Overview

Last week, we learned about how the shift to digitality (the shift, as Nicholas Negroponte calls it, from “atoms to bits”) causes different kinds of data to converge into texts called multimedia.

This week, we are going to discuss a term for this convergence called “multimodality” which speaks specifically to the possibilities of the digital age specifically as opportunities for new kinds of compositions

What is a mode?

The semioticians Jeff Bezemer and Gunther Kress describe a “mode” as:

a socially and culturally shaped resource for making meaning. Image, writing, layout, speech, moving images are examples of different modes.

Modes are different ways of communicating, and messages can be conveyed in a variety of these modes. Moreover, as Bezemer and Kress clarify, a communicative mode has particular modal resources available to it. For instance, writing has grammar, syntax, and word-choice available to it. So does speaking. However, writing also has a variety of graphical resources, such as font face, size, punctuation and even color in certain cases. Speech has none of those, but it does have intonation and variation in loudness. Anyone who has ever tried to text someone sarcastically knows intuitively about modal resources.

Thus, we become conditioned, as we move through our communicative world, to certain modes having certain affordances, such that writing and speaking are, for instance, seen as having different comparative strengths and thus different uses for certain circumstances.

Media

Mode is often considered alongside medium, which is the material form in which a message arrives. We talk about writing as a mode or speaking as a mode, but this belies the fact that writing can be via email or via a hand-written letter; speaking can be a recorded TEDTalk on YouTube or chatting with a friend after class.

Marshall McLuhan, the founder of the discipline known as media studies, once famously claimed that, as far as communication was concerned, “the medium is the message,” in that how a message arrives is more important than the content of that message. McLuhan, who himself was a bit of a showman, was famous for making pithy and absolute summations of his ideas, and, as people have explored in more detail, modality is increasingly an important component of media: modes are the techniques through which a medium reshapes its message.

Multimedia, Multimodality

As the digital convergence of media we saw in Negroponte develops, we see more media coming to resemble one another. For instance, a FaceTime video call on my iPhone blends elements of television with elements of the telephone in ways that would have been incomprehensible to earlier generations.

The most important convergence, for our purposes in this class, is the way in which printed text becomes one mode amongst many. Previously, writing was usually encountered as a wall of text, organized into rows and columns, on a printed page, whether in a newspaper or a book. If there were illustrations, they were static photographs of low quality (in a paperback book or a newspaper) or higher quality in magazines. The ability to interact with an image or a text was nil: you can’t zoom on a magazine, you can’t search in a paperback book (as much as I want to).
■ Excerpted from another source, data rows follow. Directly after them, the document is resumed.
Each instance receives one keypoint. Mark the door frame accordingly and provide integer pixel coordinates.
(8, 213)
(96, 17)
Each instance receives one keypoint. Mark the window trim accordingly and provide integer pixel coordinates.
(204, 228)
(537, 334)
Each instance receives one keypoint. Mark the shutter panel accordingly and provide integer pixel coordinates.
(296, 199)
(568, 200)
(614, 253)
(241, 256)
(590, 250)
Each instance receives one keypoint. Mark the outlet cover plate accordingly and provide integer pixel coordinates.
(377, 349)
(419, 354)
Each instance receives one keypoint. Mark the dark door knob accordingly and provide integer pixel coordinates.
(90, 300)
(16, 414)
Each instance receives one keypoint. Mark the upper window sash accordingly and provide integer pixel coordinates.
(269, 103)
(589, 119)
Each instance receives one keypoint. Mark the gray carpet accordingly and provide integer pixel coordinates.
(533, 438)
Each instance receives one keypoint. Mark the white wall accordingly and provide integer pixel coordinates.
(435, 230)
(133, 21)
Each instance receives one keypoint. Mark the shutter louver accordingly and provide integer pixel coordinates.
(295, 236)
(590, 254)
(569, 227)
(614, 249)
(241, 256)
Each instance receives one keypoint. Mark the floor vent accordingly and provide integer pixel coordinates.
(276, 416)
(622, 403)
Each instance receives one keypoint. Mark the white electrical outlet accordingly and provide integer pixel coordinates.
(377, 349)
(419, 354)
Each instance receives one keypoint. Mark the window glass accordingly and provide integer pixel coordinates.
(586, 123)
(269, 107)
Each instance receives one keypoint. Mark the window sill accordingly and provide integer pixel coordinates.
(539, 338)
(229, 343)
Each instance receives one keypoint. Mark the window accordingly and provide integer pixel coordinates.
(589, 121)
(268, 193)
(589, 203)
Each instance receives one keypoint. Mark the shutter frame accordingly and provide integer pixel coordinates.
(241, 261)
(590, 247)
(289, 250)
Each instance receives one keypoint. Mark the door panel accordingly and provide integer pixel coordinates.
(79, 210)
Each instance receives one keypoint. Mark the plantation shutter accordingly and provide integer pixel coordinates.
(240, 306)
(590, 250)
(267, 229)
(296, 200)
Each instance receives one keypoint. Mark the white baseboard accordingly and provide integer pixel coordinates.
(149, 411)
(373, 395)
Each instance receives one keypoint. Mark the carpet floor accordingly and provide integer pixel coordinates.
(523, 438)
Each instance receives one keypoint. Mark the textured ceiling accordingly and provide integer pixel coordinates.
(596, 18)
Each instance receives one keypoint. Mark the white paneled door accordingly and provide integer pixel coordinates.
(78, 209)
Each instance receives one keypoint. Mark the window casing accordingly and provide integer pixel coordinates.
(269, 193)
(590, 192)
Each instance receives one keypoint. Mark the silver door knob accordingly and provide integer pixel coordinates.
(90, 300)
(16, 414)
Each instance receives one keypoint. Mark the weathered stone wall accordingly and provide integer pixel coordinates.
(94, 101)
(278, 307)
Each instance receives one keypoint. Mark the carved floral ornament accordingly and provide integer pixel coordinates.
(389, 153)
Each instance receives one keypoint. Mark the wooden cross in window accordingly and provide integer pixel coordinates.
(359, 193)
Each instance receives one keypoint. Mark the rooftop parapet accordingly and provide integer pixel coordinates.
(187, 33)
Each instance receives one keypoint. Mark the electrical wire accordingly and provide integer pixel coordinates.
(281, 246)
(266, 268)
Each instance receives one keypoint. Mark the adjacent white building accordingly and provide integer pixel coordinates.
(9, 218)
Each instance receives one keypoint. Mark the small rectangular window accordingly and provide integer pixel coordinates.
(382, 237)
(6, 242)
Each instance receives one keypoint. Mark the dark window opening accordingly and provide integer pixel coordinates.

But on a medium such as the Internet, the digital nature of all media allows for these very things: I can search for words in a document, charts illustrating my point are interactive and can be experimented upon by the user. Multiple modes are available for my consideration when I write. This is both a blessing and a curse.

On the one hand, these new multimodal texts offer more affordances to connect to the reader but, at the same time, more resources have to be managed by the author. This is your task as a budding digital author.

5 Modes of a Digital Text

To help get you started thinking about the composition of multimodal texts, consider five major modes that can be engaged by a digital text:

  1. Linguistic
  2. Spatial
  3. Visual
  4. Aural
  5. Gestural

The linguistic mode concerns the things must usually associated with writing in English classes: word choice, sentence structure, paragraphing, and punctuation. While these resources are now amongst many others, we still have to think carefully about how our choices in terms of grammar and words impact our perception as writers: are we constructing ourselves as having authorities? Are we engaging our readers in a way they find pleasurable? Does our text produce the right kind of engagement?

The spatial mode concerns arrangement of the screen. This can refer to physical arrangement in three dimensions (left and right, top and bottom, and even front and back), but it can also refer to correctly creating an information hierarchy that uses increasing and diminishing text size and color to indicate important and less important information. Even image placement can be considered under the spatial mode.

The visual mode concerns the appearance of the text in terms of color and appearance (but remember that spatial modes also provide a visual shape to the text; these modes often blur). Considerations here might cover charts and videos, but also would concern things like color choices and the choice and size of fonts.

The aural mode concerns how we listen to a text. This might cover things like music, but it can also cover the intonation, inflection, and accent used in narration or interviews that shape a reader’s experience of a text.

The gestural mode concerns how the eye is drawn through a text by movement. In public speaking, this is often accomplished through gesture. However, even texts less focused on video or speaking have to concern themselves with gesture. For instance, animations are often used to imply relationship between components in a text (Google’s Material Design specification has a fascinating account of how motion is utilized). Similarly, designers often speak of “implied direction,” the idea that humans are primed to look at images and determine which way they point. We think cars point toward their front and arrows point toward their narrow end. An awareness of this can help imply purpose and navigation in a digital text.

How To Use This?

Multimodality implies two related approaches. On the one hand, I can consider how to use the modes in my own composing. On the other, I can ask myself how a text is or is not effectively utilizing the modes in appealing to me as a reader.

For your lab this week, you will be utilizing the five modes of digital texts to consider an existing web text.